Hite hooks richest bass cash prize South Carolina angler wins $250,000 in Illinois by margin of 12 ounces

September 20, 1998|By Peter Baker | Peter Baker,SUN STAFF

Davey Hite, a 33-year-old professional angler from Prosperity, S.C., pocketed $250,000 yesterday for winning the Wal-Mart FLW Tour Championship, the largest cash prize ever paid to the winner of a bass fishing tournament.

Hite weighed in 10 pounds, 13 ounces of bass at the Wal-Mart Supercenter in Moline, Ill., to edge second-place Tommy Biffle of Wagoner, Okla. Biffle, who weighed in 10 pounds, 1 ounce, took home only $25,000.

Hite caught his winning stringer of five bass from an undisclosed area of the Mississippi River using a Gambler Super Tube jig, a Bulldog buzz bait and a top-water frog.

"When I found those fish in practice, I told my wife that I knew I could win," Hite said at the weigh-in. "I usually don't make predictions like that, but this time I really felt confident."

Gary Klein of Weatherford, Texas, finished third (4-4), followed by George Cochran of Hot Springs, Ark. (4-0), and Jerry Williams of Conway, Ark. (3-9).

If the weights seem low when compared to results from other professional bass tournaments -- or even multi-day club tournaments -- it is due to the format used on the 4-year-old FLW Tour.

For the first two days, the anglers fish for highest combined weight. But on the third day, the field is cut to the top 10, all of whom start at zero. At the end of Day 3, the field is cut to the top five weights, and the finalists start at zero again on Day 4.

Through the tournament, Hite placed first, first, second and first and caught more than 10 pounds per day. Cochran took first place on Friday by 3 ounces.

The FLW Tour events are geared toward television coverage, and on the final day of each tour event, the five finalists are accompanied by camera crews and interviewed as they fish for big bass and bigger bucks.

The film and interviews from the tour championship will be shown on ESPN on Oct. 18 at 1 p.m.

Tour organizers said the format has increased interest in professional bass fishing, and the total prize money for the seven-event 1999 tour will be raised to $3.97 million, an increase of $320,000 to be used to increase the payouts for sixth through 50th place.

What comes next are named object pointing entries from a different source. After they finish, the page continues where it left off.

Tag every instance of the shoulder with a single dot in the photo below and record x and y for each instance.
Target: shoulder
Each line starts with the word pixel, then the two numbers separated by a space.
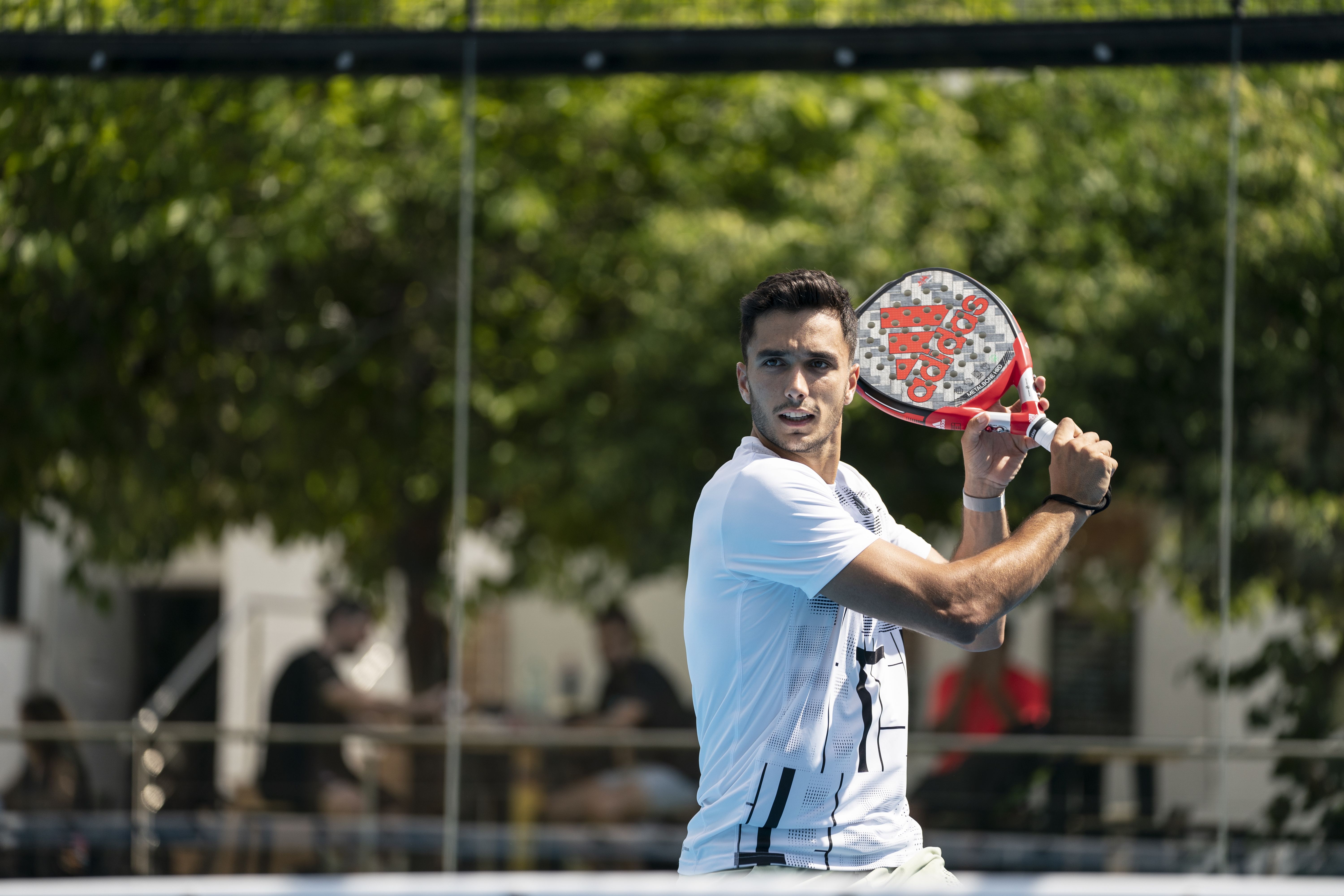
pixel 779 480
pixel 854 477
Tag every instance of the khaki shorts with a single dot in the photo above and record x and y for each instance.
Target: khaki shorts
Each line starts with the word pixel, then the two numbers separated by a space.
pixel 923 871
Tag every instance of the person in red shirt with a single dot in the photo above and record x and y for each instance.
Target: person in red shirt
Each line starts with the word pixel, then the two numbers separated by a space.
pixel 983 792
pixel 989 696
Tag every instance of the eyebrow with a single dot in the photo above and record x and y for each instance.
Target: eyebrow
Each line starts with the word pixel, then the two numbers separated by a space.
pixel 778 353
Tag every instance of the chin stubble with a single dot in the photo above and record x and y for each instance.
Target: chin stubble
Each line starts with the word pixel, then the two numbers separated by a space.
pixel 768 426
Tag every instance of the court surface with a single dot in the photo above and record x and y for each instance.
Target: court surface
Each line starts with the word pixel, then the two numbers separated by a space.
pixel 653 885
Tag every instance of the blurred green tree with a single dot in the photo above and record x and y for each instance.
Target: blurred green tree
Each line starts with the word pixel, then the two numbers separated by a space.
pixel 230 300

"We have been successful in moving fishing from back-page news to headline news," said tour chairman Irwin Jacobs, who controls several of the fishing and marine businesses that sponsor the FLW Tour. "Fishing for the first time is receiving the notoriety a sport that has more than 55 million participants deserves."

And in November 1999, the Ranger Boat Co. will produce an offshoot of the FLW Tour, the Ranger Millenium Tournament, with a $1 million cash prize for first place and a purse of more than $3.5 million.

The Millenium Tournament will have a field of more than 400 anglers from more than 20 bass fishing organizations and will be the first time anglers from the nation's leading bass organizations have squared off in head-to-head competition.

"This tournament has been a dream of mine for many years," said Jacobs, chairman of Genmar Holdings, Inc., which owns Ranger Boat Co. " The extensive use of television in support of this event will help to enhance bass fishing as a major, high-profile competitive sport whose participants are some of the finest role models in our society today."

The FLW Tour has attracted major sponsors such as Eagle (marine electronics) and Evinrude Outboards, but it also has tournament sponsorship from Coca-Cola, CITGO, Wal-Mart and Wheaties, the cereal that put pro angler Denny Brauer on its box.

Brauer, the tour points leader and winner of four big-money bass tournaments in the last few months, placed second on the first two days of this championship, but finished eighth on Friday and missed the final cut.

On Friday, Todd Lee of Jasper, Ala., won the amateur side of the tournament (12 pounds, 14 ounces) and won $25,000. Organizers said no Maryland anglers qualified for the tournament.